There is no body of evidence available from controlled trials to guide a clinician in the longer-term management of a patient who improves during Stavzor treatment of an acute manic episode. While it is generally agreed that pharmacological treatment beyond an acute response in mania is desirable, both for maintenance of the initial response and for prevention of new manic episodes, there are no systematically obtained data to support the benefits of Stavzor in such longer-term treatment. Although there are no efficacy data that specifically address longer-term antimanic treatment with Stavzor, the safety of Stavzor in long-term use is supported by data from record reviews involving approximately 360 patients treated with valproate for greater than 3 months.
Stavzor (valproic acid) delayed release capsules are administered orally, and must be swallowed whole. As Stavzor dosage is titrated upward, concentrations of clonazepam, diazepam, ethosuximide, lamotrigine, tolbutamide, phenobarbital, carbamazepine, and/or phenytoin may be affected [see Drug Interactions (7.2)] .

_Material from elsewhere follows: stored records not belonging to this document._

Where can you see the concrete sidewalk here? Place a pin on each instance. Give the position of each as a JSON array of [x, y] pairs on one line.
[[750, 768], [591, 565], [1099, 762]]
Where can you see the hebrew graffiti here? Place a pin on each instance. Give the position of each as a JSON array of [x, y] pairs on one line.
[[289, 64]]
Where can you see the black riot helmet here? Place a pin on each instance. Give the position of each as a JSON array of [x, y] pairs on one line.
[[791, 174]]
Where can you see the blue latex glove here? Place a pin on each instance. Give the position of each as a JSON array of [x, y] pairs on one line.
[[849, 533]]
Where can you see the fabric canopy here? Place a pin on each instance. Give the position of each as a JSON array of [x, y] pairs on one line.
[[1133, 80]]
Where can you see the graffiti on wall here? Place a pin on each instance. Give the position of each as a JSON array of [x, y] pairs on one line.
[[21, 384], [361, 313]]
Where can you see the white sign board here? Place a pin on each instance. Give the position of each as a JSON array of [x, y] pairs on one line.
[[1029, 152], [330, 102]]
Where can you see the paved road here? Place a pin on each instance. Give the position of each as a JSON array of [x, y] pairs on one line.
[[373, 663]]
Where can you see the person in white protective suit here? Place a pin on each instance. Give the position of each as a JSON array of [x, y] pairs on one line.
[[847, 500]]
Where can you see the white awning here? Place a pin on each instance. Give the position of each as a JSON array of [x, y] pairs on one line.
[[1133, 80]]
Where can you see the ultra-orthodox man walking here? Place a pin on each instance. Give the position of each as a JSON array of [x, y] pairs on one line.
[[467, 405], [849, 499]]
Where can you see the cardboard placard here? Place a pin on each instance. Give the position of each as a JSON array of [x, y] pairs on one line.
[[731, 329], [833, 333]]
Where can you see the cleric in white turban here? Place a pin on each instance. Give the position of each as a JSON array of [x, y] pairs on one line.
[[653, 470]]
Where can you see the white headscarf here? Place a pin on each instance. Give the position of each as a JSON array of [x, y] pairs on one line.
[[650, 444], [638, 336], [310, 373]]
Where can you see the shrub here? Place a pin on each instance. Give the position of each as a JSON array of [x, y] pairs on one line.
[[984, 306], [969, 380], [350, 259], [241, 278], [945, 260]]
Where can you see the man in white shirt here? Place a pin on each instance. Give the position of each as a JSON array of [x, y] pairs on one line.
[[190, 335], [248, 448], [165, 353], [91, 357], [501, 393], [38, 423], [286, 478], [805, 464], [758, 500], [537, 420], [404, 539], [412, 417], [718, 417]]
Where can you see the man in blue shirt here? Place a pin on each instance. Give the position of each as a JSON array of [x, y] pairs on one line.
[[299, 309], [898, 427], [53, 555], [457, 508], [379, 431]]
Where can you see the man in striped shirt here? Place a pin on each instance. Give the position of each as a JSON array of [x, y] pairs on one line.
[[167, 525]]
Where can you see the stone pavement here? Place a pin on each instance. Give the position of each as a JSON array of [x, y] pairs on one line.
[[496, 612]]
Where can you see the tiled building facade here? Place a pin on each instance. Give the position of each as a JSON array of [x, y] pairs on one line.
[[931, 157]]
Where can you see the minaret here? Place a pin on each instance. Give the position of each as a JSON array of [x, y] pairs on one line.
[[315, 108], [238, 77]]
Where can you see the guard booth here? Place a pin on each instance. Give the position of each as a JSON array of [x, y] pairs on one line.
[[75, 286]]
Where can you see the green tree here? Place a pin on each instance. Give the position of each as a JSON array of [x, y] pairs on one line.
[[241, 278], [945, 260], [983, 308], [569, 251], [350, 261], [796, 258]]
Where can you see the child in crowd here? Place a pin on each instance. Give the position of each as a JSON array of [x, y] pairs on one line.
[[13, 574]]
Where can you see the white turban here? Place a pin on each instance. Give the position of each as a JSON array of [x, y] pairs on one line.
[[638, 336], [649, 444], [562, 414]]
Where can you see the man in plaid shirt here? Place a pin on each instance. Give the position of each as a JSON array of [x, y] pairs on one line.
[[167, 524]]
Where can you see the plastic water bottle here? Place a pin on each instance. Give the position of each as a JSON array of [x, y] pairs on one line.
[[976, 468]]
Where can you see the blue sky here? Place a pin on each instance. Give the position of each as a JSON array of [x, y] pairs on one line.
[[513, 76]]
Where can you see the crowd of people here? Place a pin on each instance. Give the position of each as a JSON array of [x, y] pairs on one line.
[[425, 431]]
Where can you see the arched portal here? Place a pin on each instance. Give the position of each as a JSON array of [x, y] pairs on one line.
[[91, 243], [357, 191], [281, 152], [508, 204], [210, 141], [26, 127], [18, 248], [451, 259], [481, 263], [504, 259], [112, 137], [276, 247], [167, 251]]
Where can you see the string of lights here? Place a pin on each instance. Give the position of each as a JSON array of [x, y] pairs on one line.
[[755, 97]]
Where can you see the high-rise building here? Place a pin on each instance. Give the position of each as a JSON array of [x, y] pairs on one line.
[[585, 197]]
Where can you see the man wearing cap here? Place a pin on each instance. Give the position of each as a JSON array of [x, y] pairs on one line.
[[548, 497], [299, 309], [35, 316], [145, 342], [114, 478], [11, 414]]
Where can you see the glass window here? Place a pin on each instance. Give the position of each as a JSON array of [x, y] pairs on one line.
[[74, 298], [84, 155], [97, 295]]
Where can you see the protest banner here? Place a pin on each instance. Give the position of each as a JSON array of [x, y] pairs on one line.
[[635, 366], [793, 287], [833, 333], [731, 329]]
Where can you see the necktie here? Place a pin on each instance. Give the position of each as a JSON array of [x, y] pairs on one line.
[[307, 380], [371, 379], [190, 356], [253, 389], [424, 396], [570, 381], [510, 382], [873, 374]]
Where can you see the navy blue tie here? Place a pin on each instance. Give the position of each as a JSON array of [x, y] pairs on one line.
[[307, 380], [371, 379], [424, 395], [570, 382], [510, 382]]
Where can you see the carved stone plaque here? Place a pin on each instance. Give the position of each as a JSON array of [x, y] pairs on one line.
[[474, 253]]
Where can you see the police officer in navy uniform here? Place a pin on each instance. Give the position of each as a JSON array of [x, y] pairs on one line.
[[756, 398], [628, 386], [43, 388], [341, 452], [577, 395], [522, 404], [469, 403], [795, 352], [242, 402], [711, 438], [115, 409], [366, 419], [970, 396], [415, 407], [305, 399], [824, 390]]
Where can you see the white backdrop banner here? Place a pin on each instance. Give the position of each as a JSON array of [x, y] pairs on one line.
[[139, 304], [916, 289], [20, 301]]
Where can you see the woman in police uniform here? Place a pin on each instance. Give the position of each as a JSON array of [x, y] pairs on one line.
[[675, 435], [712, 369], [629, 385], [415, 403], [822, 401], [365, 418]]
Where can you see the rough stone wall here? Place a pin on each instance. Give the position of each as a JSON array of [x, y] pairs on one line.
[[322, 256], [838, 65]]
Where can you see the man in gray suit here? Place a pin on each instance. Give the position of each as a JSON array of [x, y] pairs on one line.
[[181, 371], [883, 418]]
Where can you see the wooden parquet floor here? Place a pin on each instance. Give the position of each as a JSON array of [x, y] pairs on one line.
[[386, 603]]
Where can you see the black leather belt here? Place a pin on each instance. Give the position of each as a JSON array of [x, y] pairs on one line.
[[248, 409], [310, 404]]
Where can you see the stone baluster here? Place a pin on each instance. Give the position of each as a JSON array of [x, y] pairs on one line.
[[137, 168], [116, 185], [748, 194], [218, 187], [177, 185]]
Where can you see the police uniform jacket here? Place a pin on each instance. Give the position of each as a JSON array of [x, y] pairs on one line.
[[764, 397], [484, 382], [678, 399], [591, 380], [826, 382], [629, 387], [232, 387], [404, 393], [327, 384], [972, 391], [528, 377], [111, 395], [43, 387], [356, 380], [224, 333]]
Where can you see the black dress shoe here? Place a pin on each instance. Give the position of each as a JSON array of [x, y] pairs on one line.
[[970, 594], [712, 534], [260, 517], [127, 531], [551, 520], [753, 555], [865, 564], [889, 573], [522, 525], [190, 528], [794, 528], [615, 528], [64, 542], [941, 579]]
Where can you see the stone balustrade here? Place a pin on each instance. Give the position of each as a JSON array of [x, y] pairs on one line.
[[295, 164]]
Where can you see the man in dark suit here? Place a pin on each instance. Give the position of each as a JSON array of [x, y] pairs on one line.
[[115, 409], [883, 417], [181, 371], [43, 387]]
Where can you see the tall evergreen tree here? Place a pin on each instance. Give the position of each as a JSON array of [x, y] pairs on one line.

Valproate has not been systematically studied as initial therapy. Patients should initiate therapy at 10 to 15 mg/kg/day. The dosage should be increased by 5 to 10 mg/kg/week to achieve optimal clinical response. Ordinarily, optimal clinical response is achieved at daily doses below 60 mg/kg/day. If satisfactory clinical response has not been achieved, plasma levels should be measured to determine whether or not they are in the usually accepted therapeutic range (50 to 100 mcg/mL). No recommendation regarding the safety of valproate for use at doses above 60 mg/kg/day can be made.
Patients should initiate therapy at 10 to 15 mg/kg/day. The dosage should be increased by 5 to 10 mg/kg/week to achieve optimal clinical response. Ordinarily, optimal clinical response is achieved at daily doses below 60 mg/kg/day. If satisfactory clinical response has not been achieved, plasma levels should be measured to determine whether or not they are in the usually accepted therapeutic range (50 - 100 mcg/mL). No recommendation regarding the safety of valproate for use at doses above 60 mg/kg/day can be made.
Concomitant antiepilepsy drug (AED) dosage can ordinarily be reduced by approximately 25% every 2 weeks. This reduction may be started at initiation of Stavzor therapy, or delayed by 1 to 2 weeks if there is a concern that seizures are likely to occur with a reduction. The speed and duration of withdrawal of the concomitant AED can be highly variable, and patients should be monitored closely during this period for increased seizure frequency.
Stavzor may be added to the patient's regimen at a dosage of 10 to 15 mg/kg/day. The dosage may be increased by 5 to 10 mg/kg/week to achieve optimal clinical response. Ordinarily, optimal clinical response is achieved at daily doses below 60 mg/kg/day. If satisfactory clinical response has not been achieved, plasma levels should be measured to determine whether or not they are in the usually accepted therapeutic range (50 to 100 mcg/mL). No recommendation regarding the safety of valproate for use at doses above 60 mg/kg/day can be made. If the total daily dose exceeds 250 mg, it should be given in 2 to 3 doses.
In a study of adjunctive therapy for complex partial seizures in which patients were receiving either carbamazepine or phenytoin in addition to valproate, no adjustment of carbamazepine or phenytoin dosage was needed [see Clinical studies Studies (14.3)] . However, since valproate may interact with these or other concurrently administered AEDs as well as other drugs, periodic plasma concentration determinations of concomitant AEDs are recommended during the early course of therapy [see Drug Interactions (7)].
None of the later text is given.